Nous, militantes politiques et associatives, soulignons, en cette journée symbolique, que la quête d'une paix juste est intrinsèquement liée aux droits des femmes. Leur inclusion dans tout processus de paix est indispensable.
Des conflits tels que ceux en Ukraine, Palestine, Liban, Afghanistan, Iran, Rojava, Soudan, Congo, Birmanie, Haïti, Colombie et Mali, inévitablement, touchent en premier les populations civiles. Les femmes et les enfants en sont particulièrement affectés, souvent victimes de violences sexuelles, d'enlèvements ou de mariages forcés.
Assurer la participation des femmes à la résolution des conflits
Face à ces crises, il est crucial de rappeler qu'aucune paix durable ne peut émerger d'un contexte de guerre. La diplomatie, le respect du droit international, et la reconnaissance des injustices passées sont les fondements d'une paix véritable. Ainsi, défendre l'État de droit et les droits fondamentaux est inextricablement lié à l'instauration d'une paix durable.
Les femmes doivent non seulement être protégées des violences généralement associées aux conflits, mais leur participation à la prévention et à la résolution de ces conflits doit également être systématiquement promue.

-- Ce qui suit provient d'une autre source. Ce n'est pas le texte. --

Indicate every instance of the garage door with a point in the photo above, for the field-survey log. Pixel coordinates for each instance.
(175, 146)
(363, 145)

Renforcer la lutte contre les violences sexuelles
La résolution 1820 du Conseil de sécurité des Nations Unies, adoptée en 2008, a reconnu la violence sexuelle en temps de guerre comme une arme de destruction. Bien que la nécessité de lutter contre l'impunité soit affirmée, la réalité est encore loin des idéaux. Depuis 2000, en suivant la résolution 1325, ceci a constitué le socle de l'agenda « Femmes, paix et sécurité ».
Pourtant, malgré la reconnaissance théorique du rôle central des femmes dans les négociations de paix, c'elles ne représentaient que 13 % des négociateurs entre 1992 et 2018, avec un pourcentage alarmant de seulement 4 % de signataires et 3 % d'intermédiaires.
Nos revendications
En cette Journée internationale des femmes pour la Paix, nous demandons à la France et à l'Union Européenne :
- De promouvoir l'agenda « femmes, paix et sécurité » et la mise en œuvre des résolutions pertinentes du Conseil de sécurité.
- De garantir que les droits des femmes et leur protection soient respectés en tout temps, à travers tous moyens diplomatiques.
- De soutenir les initiatives locales de paix dirigées par des femmes et défenseurs des droits humains.
- D'augmenter la représentation des femmes dans les sphères politiques via des programmes de leadership.
- De protéger efficacement les femmes victimes de violences sexuelles, appliquant la stratégie de « tolérance zéro » des Nations Unies.
La paix n'est pas un rêve, mais un objectif atteignable si l'on permet aux femmes de jouer un rôle central dans sa construction et son maintien. La paix ne peut être pérenne sans justice et sans les contributions nourrissantes des femmes dans ces processus.